With roots in optimizing the first online shopping carts, Jonathan Oliver has helped to grow Smarty’s location data intelligence platform to process trillions of addresses per year.
Jonathan started coding in the late 1980s when he was just eight years old. By the mid-to-late 1990s, global ecommerce businesses were curious about how computers and the internet could change the way they operate, and Jonathan was ready to show them how.
Jonathan started helping small business ecommerce websites with shopping carts on Active Server Pages (ASP) hosted on Windows when he was in high school. Always keeping tabs on the latest technology, he moved to .NET as an early adopter in 2002. Jonathan helped his clients implement streamlined shopping cart processes with custom builds to increase conversion rates.
His next endeavor was to solve a recurring problem ecommerce businesses were facing: incomplete or inaccurate addresses in the shopping cart checkout process. Seeing a real opportunity for growth, this became his primary focus in 2011 with a new venture called SmartyStreets. Ten years later, Jonathan rebranded the company as Smarty.

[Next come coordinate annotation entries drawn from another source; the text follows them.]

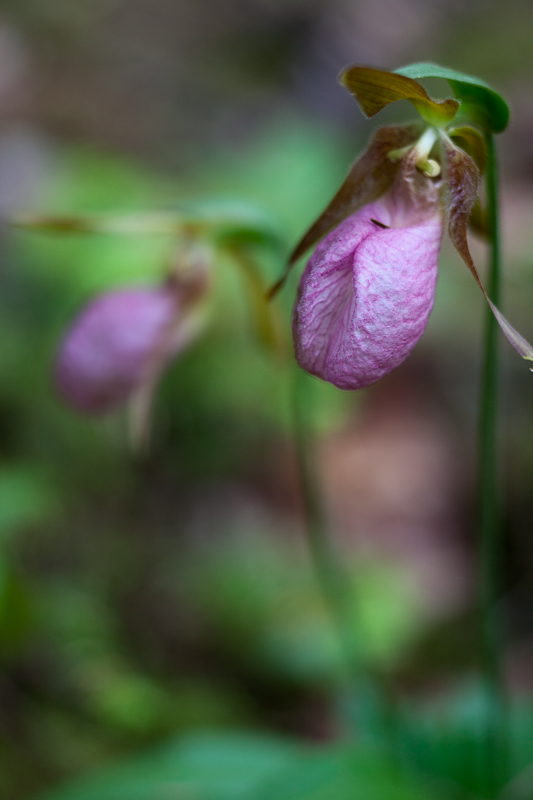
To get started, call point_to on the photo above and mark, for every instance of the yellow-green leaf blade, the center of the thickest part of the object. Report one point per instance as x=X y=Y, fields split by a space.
x=375 y=88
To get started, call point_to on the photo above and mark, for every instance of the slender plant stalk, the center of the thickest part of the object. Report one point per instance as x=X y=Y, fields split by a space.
x=364 y=705
x=490 y=528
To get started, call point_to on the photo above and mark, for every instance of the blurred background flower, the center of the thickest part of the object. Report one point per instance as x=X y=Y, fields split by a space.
x=143 y=598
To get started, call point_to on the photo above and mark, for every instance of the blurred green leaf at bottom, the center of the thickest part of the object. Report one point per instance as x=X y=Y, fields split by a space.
x=246 y=767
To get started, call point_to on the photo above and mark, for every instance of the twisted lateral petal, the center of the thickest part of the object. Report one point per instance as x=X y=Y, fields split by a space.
x=107 y=352
x=365 y=297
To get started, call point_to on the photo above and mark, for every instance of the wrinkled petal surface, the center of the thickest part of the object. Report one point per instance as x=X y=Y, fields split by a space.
x=366 y=295
x=105 y=354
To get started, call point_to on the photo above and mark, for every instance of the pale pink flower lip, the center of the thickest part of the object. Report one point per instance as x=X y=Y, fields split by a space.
x=366 y=295
x=106 y=352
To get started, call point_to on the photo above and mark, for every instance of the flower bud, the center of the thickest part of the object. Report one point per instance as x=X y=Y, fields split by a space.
x=367 y=292
x=109 y=349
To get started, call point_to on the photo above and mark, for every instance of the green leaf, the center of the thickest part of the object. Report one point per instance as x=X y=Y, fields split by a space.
x=343 y=773
x=376 y=88
x=227 y=766
x=479 y=102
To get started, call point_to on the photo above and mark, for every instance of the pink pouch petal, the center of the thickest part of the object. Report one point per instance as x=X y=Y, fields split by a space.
x=365 y=297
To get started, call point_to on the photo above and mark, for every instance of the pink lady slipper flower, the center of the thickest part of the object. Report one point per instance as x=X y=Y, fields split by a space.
x=366 y=294
x=118 y=346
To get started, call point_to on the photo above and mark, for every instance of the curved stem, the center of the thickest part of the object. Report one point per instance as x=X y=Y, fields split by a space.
x=489 y=516
x=364 y=707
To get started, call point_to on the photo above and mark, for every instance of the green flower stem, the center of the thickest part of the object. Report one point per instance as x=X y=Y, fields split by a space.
x=363 y=705
x=490 y=529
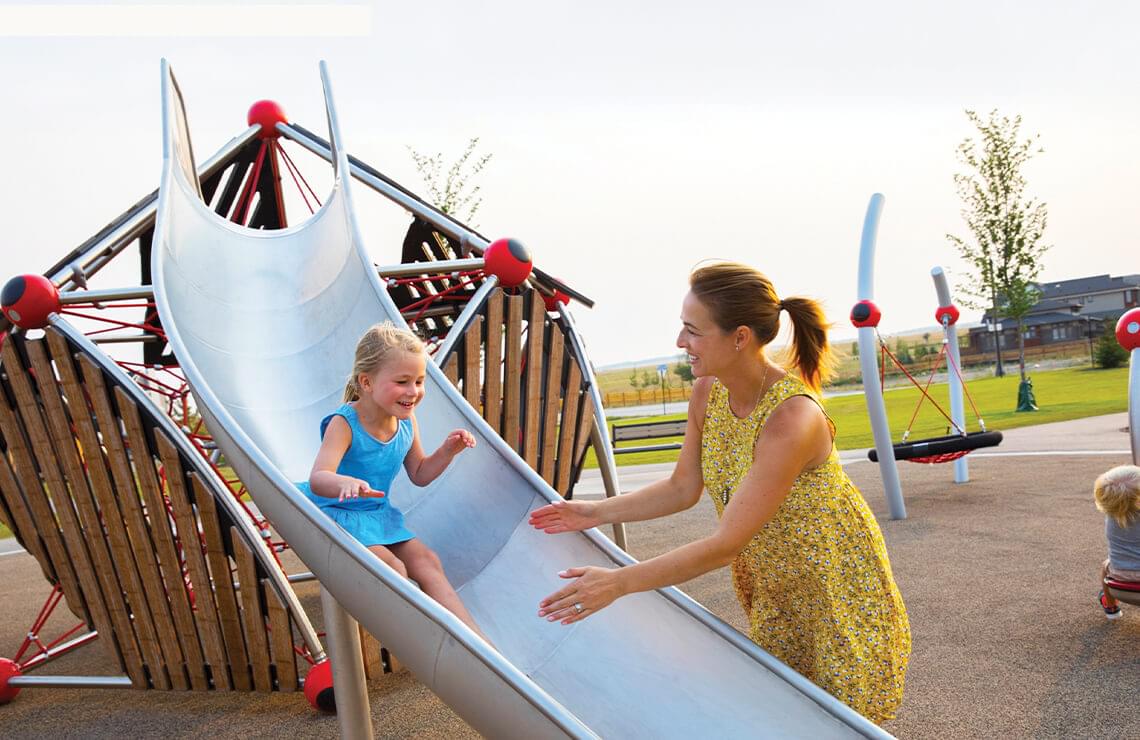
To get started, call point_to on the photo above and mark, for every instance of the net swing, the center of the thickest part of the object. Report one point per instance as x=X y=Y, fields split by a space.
x=954 y=444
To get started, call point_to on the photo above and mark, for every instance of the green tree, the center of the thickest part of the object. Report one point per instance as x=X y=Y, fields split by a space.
x=455 y=192
x=1108 y=351
x=684 y=371
x=1007 y=224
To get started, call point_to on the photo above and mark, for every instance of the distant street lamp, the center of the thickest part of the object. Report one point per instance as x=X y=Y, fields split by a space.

Today, Smarty processes millions of requests per second through its data intelligence platform that provides location data for companies like Microsoft, Netflix, Zillow, DHL, AT&T, and NASA. Smarty offers single address verification, bulk address validation, and address validation APIs that verify, validate, enrich, standardize, geocode, and auto-complete addresses in more than 240 countries and territories, serving banking, ecommerce, property and casualty insurance, mobile communications, utilities, and other industries.
“Smarty is modeled after self-service checkout. No salesperson to call, no six-figure paywall to get access,” explained Jonathan. “It’s do-it-yourself, pick-your-program location services for everyone from mom-and-pop businesses to large enterprises. “It’s similar to the Linode model I’ve admired for years. Signing up, checking out, and getting started quickly and easily has always been my experience with Linode.”

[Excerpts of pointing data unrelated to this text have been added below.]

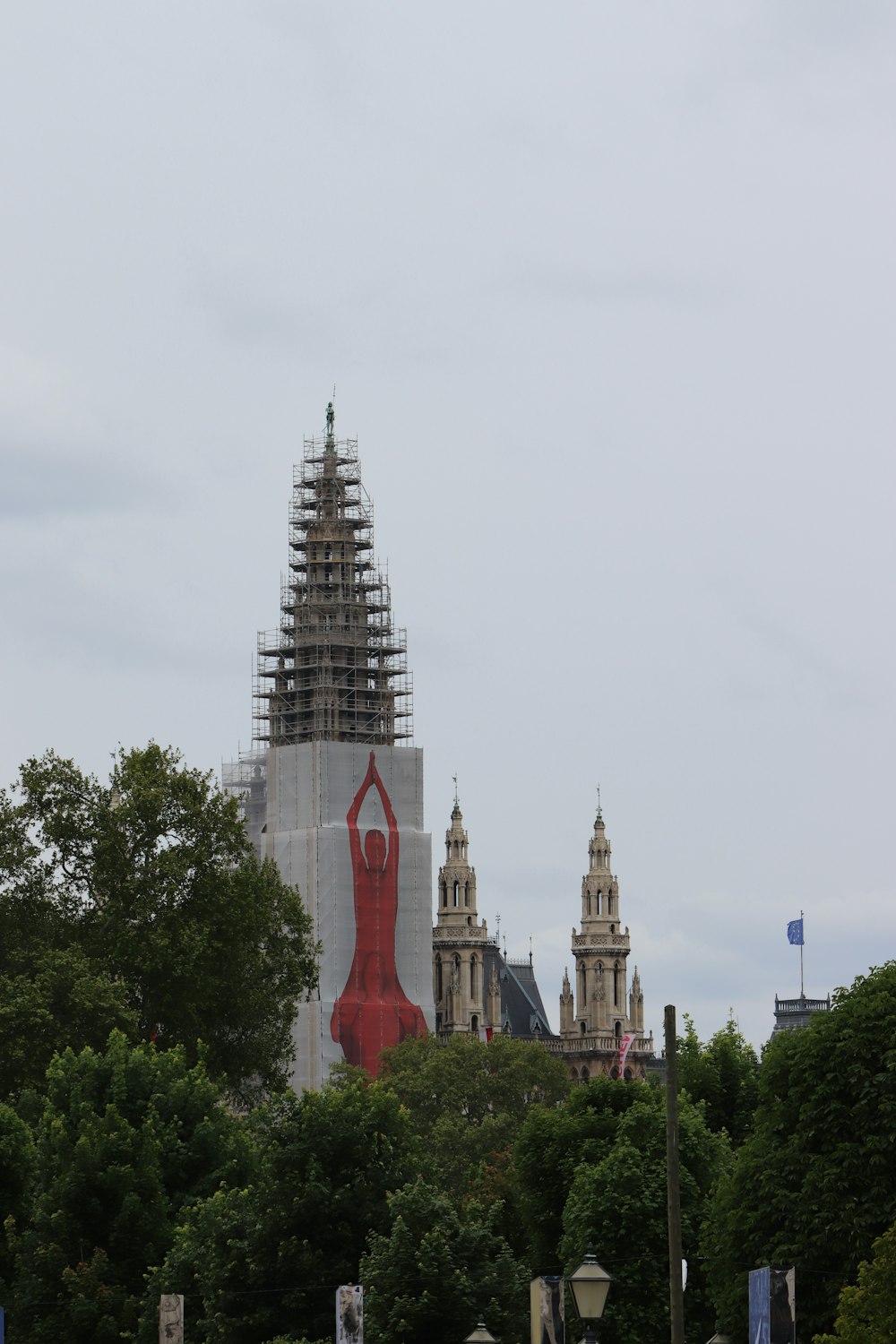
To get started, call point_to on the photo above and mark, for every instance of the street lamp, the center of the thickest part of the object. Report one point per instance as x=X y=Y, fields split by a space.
x=590 y=1287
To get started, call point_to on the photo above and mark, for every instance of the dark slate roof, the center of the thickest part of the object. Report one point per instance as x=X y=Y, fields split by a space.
x=521 y=1008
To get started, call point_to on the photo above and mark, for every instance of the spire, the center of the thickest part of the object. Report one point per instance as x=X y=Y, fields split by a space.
x=335 y=669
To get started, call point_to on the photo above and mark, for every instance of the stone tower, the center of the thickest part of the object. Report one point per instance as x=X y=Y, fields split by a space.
x=600 y=1021
x=330 y=792
x=465 y=981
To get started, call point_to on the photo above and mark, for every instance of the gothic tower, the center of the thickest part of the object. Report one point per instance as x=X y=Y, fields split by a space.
x=600 y=1023
x=331 y=792
x=465 y=978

Moving Away from Hyperscalers
In the early days, Jonathan had 100-plus servers running on AWS. But soon, he discovered that migrating to Linode meant he could reduce compute resources by more than 90%. With Linode, Jonathan could avoid the complicated pricing structures of AWS and other hyperscale cloud providers.

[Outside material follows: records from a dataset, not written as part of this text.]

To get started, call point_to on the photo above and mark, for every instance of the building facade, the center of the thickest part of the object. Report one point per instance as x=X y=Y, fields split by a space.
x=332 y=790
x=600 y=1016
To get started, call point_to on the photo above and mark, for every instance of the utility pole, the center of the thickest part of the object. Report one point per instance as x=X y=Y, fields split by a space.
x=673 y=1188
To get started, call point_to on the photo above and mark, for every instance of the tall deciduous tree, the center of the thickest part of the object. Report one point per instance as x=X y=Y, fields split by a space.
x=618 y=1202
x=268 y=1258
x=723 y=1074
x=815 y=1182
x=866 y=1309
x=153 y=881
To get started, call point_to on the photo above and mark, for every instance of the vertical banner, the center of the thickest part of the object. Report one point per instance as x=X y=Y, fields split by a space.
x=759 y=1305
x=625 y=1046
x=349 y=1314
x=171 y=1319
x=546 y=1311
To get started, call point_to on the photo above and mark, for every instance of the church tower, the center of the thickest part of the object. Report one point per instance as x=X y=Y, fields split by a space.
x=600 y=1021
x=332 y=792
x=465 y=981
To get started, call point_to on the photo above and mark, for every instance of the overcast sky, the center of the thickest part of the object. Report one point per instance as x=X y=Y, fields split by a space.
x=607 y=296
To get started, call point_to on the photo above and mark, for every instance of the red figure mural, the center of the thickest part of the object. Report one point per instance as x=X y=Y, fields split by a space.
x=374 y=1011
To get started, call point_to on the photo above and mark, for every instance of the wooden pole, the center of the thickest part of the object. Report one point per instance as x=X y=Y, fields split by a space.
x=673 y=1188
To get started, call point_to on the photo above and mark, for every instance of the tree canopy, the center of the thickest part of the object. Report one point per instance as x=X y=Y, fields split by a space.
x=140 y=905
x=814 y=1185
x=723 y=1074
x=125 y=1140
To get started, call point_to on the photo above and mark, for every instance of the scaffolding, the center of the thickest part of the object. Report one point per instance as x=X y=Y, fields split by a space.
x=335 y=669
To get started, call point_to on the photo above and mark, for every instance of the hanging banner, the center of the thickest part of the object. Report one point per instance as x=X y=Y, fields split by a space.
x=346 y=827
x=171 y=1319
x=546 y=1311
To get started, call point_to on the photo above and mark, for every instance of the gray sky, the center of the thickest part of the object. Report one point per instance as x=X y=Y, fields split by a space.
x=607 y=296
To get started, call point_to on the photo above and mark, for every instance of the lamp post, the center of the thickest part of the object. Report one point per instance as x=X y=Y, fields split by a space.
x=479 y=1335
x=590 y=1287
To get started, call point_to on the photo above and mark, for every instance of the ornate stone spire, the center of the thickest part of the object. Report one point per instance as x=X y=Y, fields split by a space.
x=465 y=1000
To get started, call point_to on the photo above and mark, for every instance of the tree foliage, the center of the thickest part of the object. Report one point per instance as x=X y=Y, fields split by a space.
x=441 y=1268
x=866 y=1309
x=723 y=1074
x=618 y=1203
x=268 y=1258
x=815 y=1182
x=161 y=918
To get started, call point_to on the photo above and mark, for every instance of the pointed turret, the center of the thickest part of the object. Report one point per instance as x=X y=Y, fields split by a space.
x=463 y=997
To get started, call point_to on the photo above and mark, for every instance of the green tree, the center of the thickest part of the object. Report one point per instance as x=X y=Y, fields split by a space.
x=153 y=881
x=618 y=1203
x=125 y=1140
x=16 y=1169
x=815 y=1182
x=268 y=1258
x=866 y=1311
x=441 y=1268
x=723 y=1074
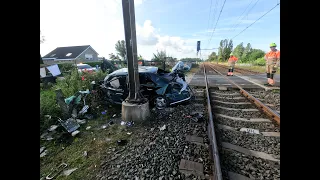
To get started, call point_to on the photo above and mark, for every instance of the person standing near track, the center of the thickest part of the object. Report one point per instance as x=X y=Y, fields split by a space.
x=232 y=61
x=272 y=63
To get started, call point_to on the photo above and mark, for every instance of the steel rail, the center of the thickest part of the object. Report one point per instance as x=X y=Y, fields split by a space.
x=217 y=173
x=269 y=112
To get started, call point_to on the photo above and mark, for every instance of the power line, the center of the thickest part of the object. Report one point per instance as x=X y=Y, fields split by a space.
x=209 y=17
x=209 y=14
x=246 y=14
x=217 y=21
x=242 y=13
x=256 y=20
x=214 y=16
x=214 y=13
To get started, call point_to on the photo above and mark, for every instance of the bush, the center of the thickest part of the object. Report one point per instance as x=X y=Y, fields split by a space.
x=260 y=62
x=69 y=86
x=48 y=106
x=66 y=68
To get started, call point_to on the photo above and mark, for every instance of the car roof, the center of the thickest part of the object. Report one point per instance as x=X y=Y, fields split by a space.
x=142 y=69
x=124 y=71
x=82 y=64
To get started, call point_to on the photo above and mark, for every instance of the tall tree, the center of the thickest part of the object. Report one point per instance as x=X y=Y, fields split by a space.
x=255 y=54
x=41 y=41
x=225 y=49
x=41 y=38
x=246 y=53
x=121 y=49
x=140 y=57
x=238 y=51
x=228 y=49
x=213 y=56
x=114 y=57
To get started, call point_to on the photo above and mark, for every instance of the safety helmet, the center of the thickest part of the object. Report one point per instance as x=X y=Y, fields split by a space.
x=273 y=45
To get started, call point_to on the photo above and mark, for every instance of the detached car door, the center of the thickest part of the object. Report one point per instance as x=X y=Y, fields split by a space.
x=116 y=87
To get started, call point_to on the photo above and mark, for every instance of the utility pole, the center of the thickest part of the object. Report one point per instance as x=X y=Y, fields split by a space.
x=135 y=107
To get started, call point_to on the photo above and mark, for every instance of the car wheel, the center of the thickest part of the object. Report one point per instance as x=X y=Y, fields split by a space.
x=160 y=102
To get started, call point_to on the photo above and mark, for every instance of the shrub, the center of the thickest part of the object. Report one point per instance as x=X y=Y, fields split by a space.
x=69 y=86
x=48 y=106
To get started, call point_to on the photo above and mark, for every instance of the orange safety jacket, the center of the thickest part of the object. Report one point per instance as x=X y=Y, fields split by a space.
x=272 y=57
x=233 y=59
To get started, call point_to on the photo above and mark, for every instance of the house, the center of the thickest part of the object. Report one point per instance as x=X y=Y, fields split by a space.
x=71 y=54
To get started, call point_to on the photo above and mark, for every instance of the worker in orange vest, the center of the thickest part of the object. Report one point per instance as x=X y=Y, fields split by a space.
x=272 y=63
x=232 y=61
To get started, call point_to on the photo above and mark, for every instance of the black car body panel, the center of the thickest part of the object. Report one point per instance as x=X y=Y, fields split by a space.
x=152 y=85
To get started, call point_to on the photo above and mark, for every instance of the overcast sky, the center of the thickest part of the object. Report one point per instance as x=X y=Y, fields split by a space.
x=171 y=25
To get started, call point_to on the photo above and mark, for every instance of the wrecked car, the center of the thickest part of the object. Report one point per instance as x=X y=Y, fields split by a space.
x=160 y=91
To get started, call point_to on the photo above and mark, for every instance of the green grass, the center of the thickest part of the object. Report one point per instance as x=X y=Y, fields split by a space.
x=261 y=69
x=84 y=141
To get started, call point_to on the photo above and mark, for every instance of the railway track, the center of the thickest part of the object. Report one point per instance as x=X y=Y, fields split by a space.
x=223 y=68
x=244 y=132
x=173 y=145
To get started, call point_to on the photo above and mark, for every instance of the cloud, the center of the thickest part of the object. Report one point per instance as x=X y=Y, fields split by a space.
x=138 y=2
x=146 y=34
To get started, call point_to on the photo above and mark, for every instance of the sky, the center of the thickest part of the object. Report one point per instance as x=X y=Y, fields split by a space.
x=171 y=25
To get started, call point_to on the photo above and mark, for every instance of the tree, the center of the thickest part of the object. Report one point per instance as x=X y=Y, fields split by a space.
x=246 y=53
x=41 y=38
x=121 y=49
x=140 y=58
x=190 y=59
x=114 y=57
x=238 y=51
x=41 y=41
x=255 y=54
x=228 y=49
x=41 y=61
x=213 y=56
x=225 y=49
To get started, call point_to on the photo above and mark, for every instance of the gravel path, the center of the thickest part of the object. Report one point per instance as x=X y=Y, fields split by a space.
x=155 y=153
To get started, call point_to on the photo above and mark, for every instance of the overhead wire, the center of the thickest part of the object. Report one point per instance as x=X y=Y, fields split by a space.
x=246 y=15
x=216 y=22
x=256 y=20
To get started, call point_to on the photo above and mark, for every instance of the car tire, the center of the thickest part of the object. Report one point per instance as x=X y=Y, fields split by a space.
x=160 y=102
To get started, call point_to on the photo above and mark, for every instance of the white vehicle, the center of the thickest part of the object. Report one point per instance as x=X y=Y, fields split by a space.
x=86 y=68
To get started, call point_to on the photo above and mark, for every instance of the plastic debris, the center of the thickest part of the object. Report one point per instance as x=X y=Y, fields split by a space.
x=42 y=149
x=75 y=133
x=162 y=128
x=57 y=171
x=130 y=123
x=122 y=142
x=81 y=121
x=43 y=153
x=52 y=128
x=104 y=112
x=69 y=171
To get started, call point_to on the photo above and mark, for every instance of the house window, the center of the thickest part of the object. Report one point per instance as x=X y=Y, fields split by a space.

Today, Smarty’s growth and success see it running several hundred Linodes out of data centers in Fremont, Atlanta, and Dallas. Smarty also uses Linode Kubernetes Engine (LKE) to deploy and manage containers. With Akamai’s acquisition of Linode, latency has significantly improved thanks to Akamai’s world-class edge capabilities, and a strong focus on customer service remains.
“Linode customer support has been great. They’ll notify us ahead of time when hardware anomalies occur or a machine is scheduled for maintenance,” said Jonathan. “With a click of a button, our hardware gets rotated and business is uninterrupted. This has lowered our operational costs as compared to using other providers.”
With a goal of being provider-agnostic and for redundancy purposes, Smarty engages with other cloud providers but is moving away from the Big 3 hyperscalers to avoid lock-in and save money. He strongly prefers Akamai Cloud Computing based on Linode because the value proposition remains clear.
“Linode has phenomenally-generous bandwidth that, all told, has shown us savings of around 60% over AWS even without considering the savings on hardware,” said Jonathan. “It’s easy to get new servers whenever we want, the Linode API is extremely reliable, and pricing is never a surprise. We also use Linode Managed Databases, and we’ve found that Linode’s CPU performance per dollar blows everyone else out of the water.”
As Smarty continues to grow, Jonathan looks forward to Virtual Private Cloud (VPC) and other new products and services from Linode. As he looks ahead to the future, Jonathan shared: “Our strong relationship with Linode means I never have to worry. I don’t have to think about it because I love it.”